‘LEAN ON PETE’
R 2:01 ★★☆☆
There isn’t much story to “Lean on Pete”: A 16-yearold kid (Charlie Plummer), distraught after the sudden death of his lackadaisical single father (Travis Fimmel), runs off in search of his only other known relative. That journey of 1,000 miles or so is undertaken in the company of a worn-out racehorse, whose name lends the film its title.
That’s it. And yet, at the center of this oddly riveting little picaresque is a performance of such quiet power by Plummer — as an antihero both rash and precociously resourceful — that it’s easy to overlook the film’s flaws.
The 18-year-old Plummer’s understated acting is a revelation.

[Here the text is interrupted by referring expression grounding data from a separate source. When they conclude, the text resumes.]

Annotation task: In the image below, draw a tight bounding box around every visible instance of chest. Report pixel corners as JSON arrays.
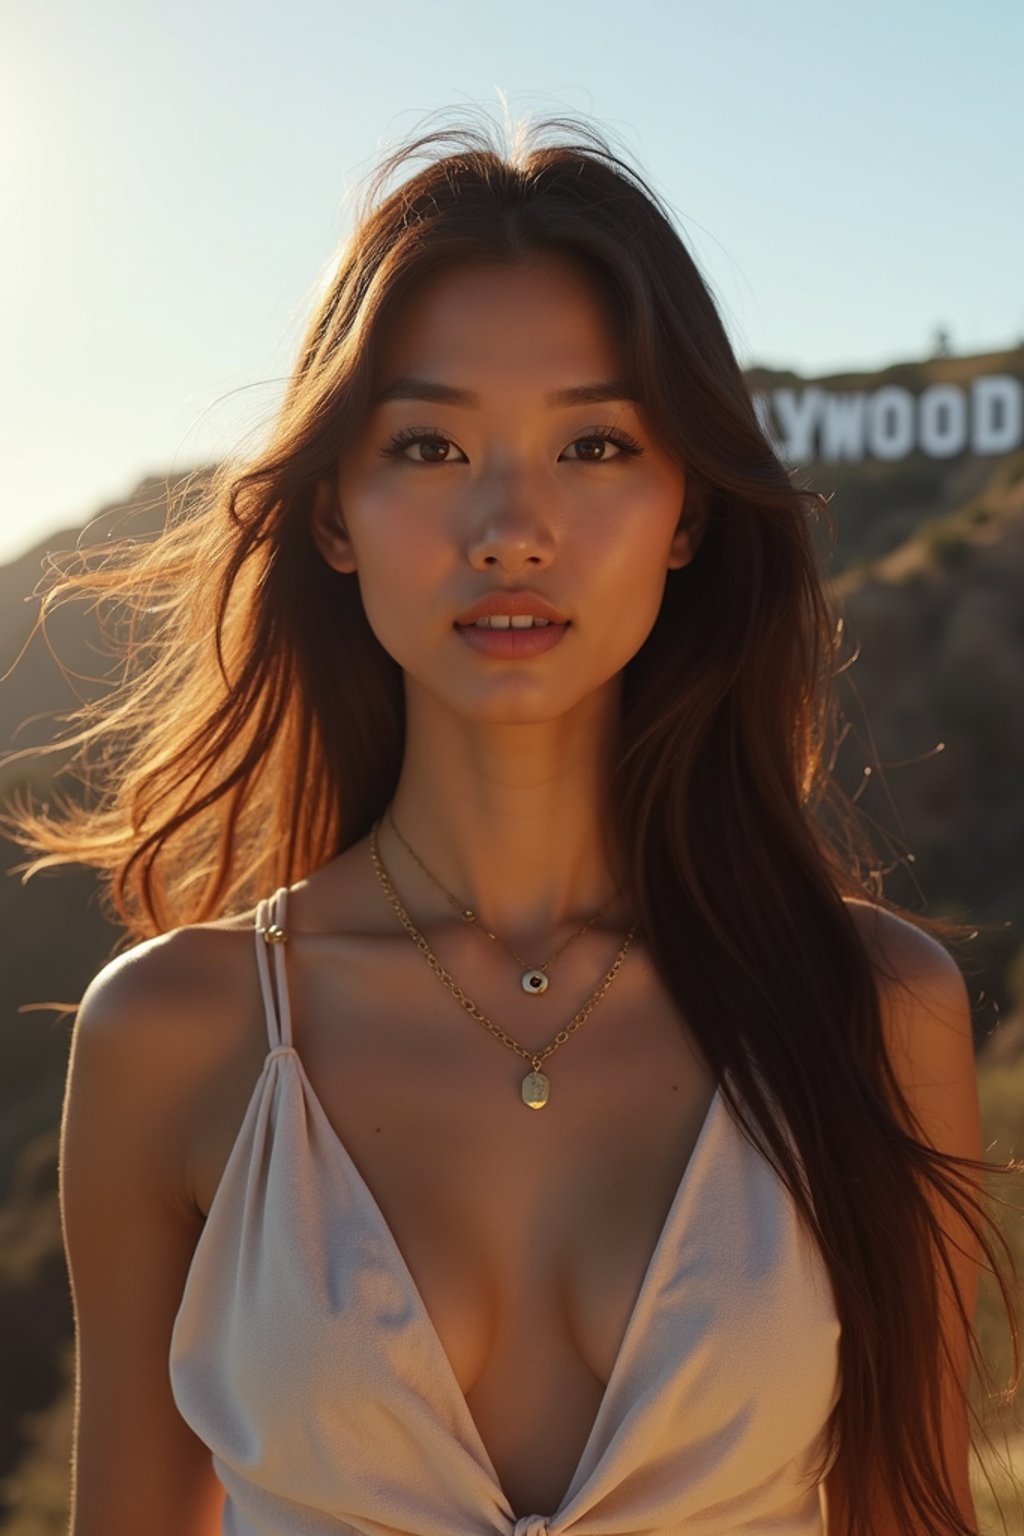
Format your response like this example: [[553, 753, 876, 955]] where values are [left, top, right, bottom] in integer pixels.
[[192, 934, 720, 1516]]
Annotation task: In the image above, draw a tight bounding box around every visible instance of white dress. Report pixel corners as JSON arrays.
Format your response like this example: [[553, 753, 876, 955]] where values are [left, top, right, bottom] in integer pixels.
[[169, 885, 842, 1535]]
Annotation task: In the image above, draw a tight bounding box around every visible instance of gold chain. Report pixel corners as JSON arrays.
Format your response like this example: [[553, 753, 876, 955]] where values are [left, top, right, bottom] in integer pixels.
[[384, 803, 620, 978], [369, 816, 639, 1108]]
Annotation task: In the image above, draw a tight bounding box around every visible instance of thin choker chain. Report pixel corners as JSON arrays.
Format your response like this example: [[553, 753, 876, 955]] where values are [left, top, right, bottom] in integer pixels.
[[384, 803, 623, 996]]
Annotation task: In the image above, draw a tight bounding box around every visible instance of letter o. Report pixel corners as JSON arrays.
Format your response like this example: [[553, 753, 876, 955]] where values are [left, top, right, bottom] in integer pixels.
[[919, 385, 967, 458], [867, 387, 915, 461]]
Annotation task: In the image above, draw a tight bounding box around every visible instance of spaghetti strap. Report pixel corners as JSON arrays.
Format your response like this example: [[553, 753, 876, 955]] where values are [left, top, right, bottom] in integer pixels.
[[253, 886, 293, 1051]]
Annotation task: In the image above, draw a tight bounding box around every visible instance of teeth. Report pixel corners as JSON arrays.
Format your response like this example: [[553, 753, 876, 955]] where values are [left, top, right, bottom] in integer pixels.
[[473, 615, 551, 629]]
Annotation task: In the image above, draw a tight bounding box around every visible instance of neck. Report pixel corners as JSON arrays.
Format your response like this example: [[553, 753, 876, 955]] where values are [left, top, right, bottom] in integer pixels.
[[381, 680, 631, 946]]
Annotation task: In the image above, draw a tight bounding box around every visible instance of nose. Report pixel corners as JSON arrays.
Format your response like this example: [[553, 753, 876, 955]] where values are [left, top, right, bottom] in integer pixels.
[[464, 476, 556, 573]]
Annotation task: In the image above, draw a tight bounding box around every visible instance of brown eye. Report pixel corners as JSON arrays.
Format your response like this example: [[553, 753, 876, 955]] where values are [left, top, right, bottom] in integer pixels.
[[380, 430, 467, 464], [573, 436, 615, 461], [561, 430, 642, 463]]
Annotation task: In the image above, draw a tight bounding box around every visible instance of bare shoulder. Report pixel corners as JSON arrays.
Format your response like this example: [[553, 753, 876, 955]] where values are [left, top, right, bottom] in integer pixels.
[[79, 913, 250, 1014], [75, 913, 262, 1072], [841, 897, 971, 1024], [841, 896, 962, 969], [841, 898, 978, 1150], [71, 912, 266, 1216]]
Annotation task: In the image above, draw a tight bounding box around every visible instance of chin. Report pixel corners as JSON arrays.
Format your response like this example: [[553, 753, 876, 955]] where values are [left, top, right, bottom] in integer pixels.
[[450, 676, 621, 728], [454, 690, 578, 726]]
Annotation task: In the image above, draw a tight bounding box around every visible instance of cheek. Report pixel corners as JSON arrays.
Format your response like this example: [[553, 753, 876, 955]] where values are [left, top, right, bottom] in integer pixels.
[[579, 519, 678, 652], [585, 501, 680, 594], [607, 575, 671, 654], [343, 472, 447, 571], [349, 511, 452, 652]]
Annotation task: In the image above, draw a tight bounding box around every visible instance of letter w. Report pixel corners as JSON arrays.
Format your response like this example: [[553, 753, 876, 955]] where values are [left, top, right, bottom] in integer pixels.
[[820, 394, 867, 462]]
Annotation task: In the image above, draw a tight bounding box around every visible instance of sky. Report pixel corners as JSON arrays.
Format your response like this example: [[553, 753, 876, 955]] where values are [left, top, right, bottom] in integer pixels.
[[2, 0, 1022, 568]]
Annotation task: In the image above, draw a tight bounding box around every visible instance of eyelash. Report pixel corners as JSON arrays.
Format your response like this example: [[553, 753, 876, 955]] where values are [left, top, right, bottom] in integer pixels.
[[378, 425, 645, 463]]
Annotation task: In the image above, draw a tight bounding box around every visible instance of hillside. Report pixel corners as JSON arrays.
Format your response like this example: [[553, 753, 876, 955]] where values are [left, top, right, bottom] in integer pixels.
[[0, 469, 215, 797], [832, 444, 1024, 946], [749, 344, 1024, 576]]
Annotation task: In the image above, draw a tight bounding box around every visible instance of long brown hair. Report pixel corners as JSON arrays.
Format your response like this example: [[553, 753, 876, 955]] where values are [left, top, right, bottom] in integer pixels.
[[2, 109, 1019, 1533]]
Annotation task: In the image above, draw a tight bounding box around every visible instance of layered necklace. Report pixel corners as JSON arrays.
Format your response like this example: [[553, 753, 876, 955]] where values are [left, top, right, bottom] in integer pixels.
[[386, 804, 620, 995], [369, 811, 639, 1110]]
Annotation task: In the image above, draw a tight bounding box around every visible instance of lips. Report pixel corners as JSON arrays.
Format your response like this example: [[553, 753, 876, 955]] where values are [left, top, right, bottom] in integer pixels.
[[454, 590, 570, 627], [456, 620, 570, 658]]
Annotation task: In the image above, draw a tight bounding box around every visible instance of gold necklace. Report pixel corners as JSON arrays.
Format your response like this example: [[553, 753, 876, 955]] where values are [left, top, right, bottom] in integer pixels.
[[384, 803, 622, 996], [369, 817, 638, 1109]]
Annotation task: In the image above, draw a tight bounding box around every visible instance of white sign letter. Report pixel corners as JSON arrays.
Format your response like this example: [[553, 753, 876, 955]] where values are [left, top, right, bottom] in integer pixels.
[[772, 387, 826, 464], [919, 384, 968, 458], [820, 393, 867, 461], [972, 375, 1024, 454], [867, 387, 915, 461]]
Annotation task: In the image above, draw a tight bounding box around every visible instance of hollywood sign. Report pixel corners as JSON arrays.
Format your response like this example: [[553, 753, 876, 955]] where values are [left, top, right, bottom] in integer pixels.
[[753, 373, 1023, 464]]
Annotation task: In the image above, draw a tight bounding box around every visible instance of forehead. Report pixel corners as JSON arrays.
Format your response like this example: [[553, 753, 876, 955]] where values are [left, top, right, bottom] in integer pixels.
[[372, 254, 626, 387]]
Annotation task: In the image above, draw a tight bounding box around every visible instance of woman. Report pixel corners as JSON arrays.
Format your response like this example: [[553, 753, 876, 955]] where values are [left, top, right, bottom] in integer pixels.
[[5, 113, 1017, 1535]]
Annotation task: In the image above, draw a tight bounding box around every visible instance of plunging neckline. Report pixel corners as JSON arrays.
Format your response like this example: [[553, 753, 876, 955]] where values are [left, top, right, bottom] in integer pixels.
[[264, 1044, 724, 1523]]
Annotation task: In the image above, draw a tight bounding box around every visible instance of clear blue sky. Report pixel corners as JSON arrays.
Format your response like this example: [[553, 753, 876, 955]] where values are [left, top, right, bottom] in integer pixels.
[[3, 0, 1021, 566]]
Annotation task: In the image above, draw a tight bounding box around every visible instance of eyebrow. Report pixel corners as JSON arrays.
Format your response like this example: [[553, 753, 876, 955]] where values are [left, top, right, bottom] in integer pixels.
[[373, 377, 639, 408]]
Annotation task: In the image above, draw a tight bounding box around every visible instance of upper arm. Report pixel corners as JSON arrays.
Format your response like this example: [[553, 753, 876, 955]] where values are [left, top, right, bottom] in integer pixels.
[[60, 934, 227, 1536], [824, 904, 982, 1533]]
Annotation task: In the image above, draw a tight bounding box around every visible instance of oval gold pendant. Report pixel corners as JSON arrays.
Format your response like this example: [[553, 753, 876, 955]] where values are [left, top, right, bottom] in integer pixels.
[[521, 1070, 550, 1109], [522, 968, 548, 994]]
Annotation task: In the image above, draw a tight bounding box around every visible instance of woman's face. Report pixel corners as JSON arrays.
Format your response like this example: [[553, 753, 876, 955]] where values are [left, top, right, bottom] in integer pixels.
[[312, 253, 704, 725]]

By turns frantic, single-minded and lost in the space between confusion and resolve, the character of Charley is rendered as a work in progress: a half-finished, yet deeply appealing, version of the man he will become.
The impulse to be nurtured — to be loved, to find a shoulder to lean on — is strong. But so, the film argues, is the equally human desire for someone or something, if only a horse, to lean back on us.
“Lean on Pete” plays at 5:30 p.m. Friday and Saturday and 2 p.m. Sunday at the Oklahoma City Museum of Art, 415 Couch Drive.
Starring: Charlie Plummer, Amy Seimetz, Steve Buscemi, Chloë Sevigny, and Steve Zahn. (Strong language and brief violence.)